The trial court (Judge Linda S. Marks) granted the motion in its entirety. The court's minute order explained: "The undisputed facts show that [Mooney] was never formally terminated and that there have been on-going discussions between [Mooney] and [the County] regarding possible positions with the County. There has not been a 'severance' or any discernible date of termination under section 31725 shown by [Mooney]. [¶] An employee who is neither sent away nor removed but voluntarily absents himself or herself from the job, without more, cannot validly claim that he or she was 'dismissed' by the employer, and an employee who is uncertain of his or her status or the existence of the employment relationship is entitled to seek clarification. Stephens v.
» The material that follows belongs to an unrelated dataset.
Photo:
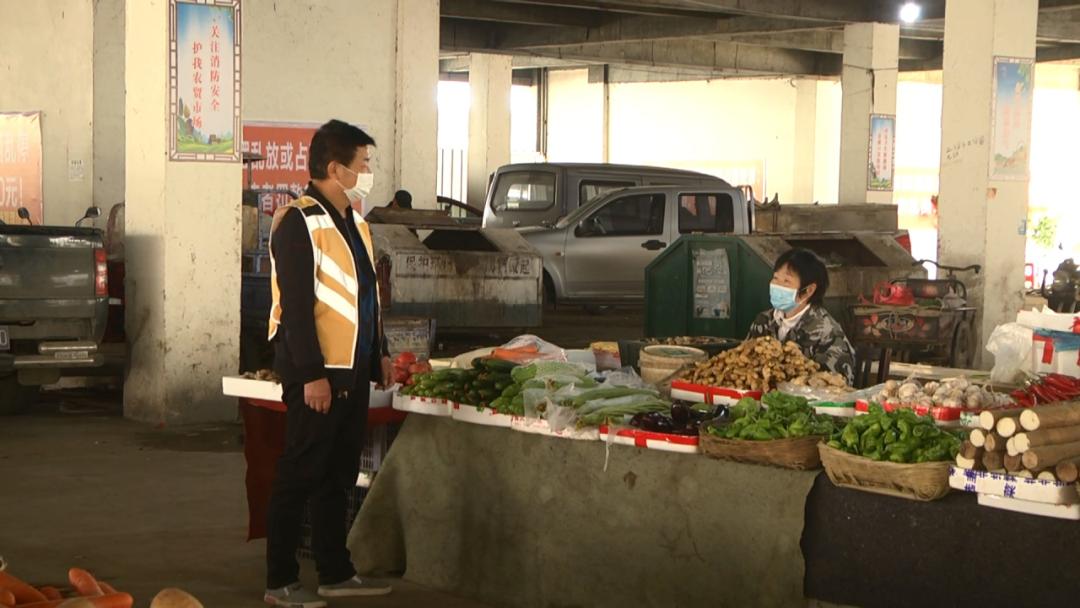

County of Tulare, 38 Cal.4th 793, 802 (2006). [¶] [Mooney] has not sought clarification of her status, and she has not presented any evidence to support a finding that she was terminated by [the] County. [¶] While [Mooney] has argued that Phillips v. County of Fresno 225 Cal. App. 3d 1240 (1990) is controlling, Phillips does not hold that an employee's voluntary decision to take leave time is equivalent under section 31725 of being dismissed for disability. Phillips holds that that failure to reinstate an employee following a period of permissive, voluntary leave, can constitute a 'dismissal' despite the absence of a formal termination or firing. [¶] [Mooney] has been unable to point to an exact date of termination with the County particularly in light of on-going discussions with the County in August of 2010 regarding employment opportunities which post date the filing of the complaint. Case law refers to an employment relationship terminating at the employer's election. The County of Orange has not elected to terminate [Mooney]. As a result, [Mooney] has not been dismissed as defined under the [G]overnment [C]ode and not entitled to the statutory protections afforded under Gov[ernmen]t Code [sections] 31721 and 31725. [Mooney]'s undisputed facts reveal that she has not been terminated from her employment. [¶] The Court GRANTS the motion for summary adjudication of causes of action 4 and 5 following Stephens, and finds that [Mooney] has not established that she was dismissed from employment by defendant County."

A jury thereafter found in favor of the County on Mooney's disability discrimination, failure to provide a reasonable accommodation, and failure to engage in the interactive process claims. The trial court (Judge Gregory H. Lewis) found in favor of the County on Mooney's claim seeking "equitable relief of reinstatement." The court explained it could "find no basis in law or in equity to reinstate Ms. Mooney."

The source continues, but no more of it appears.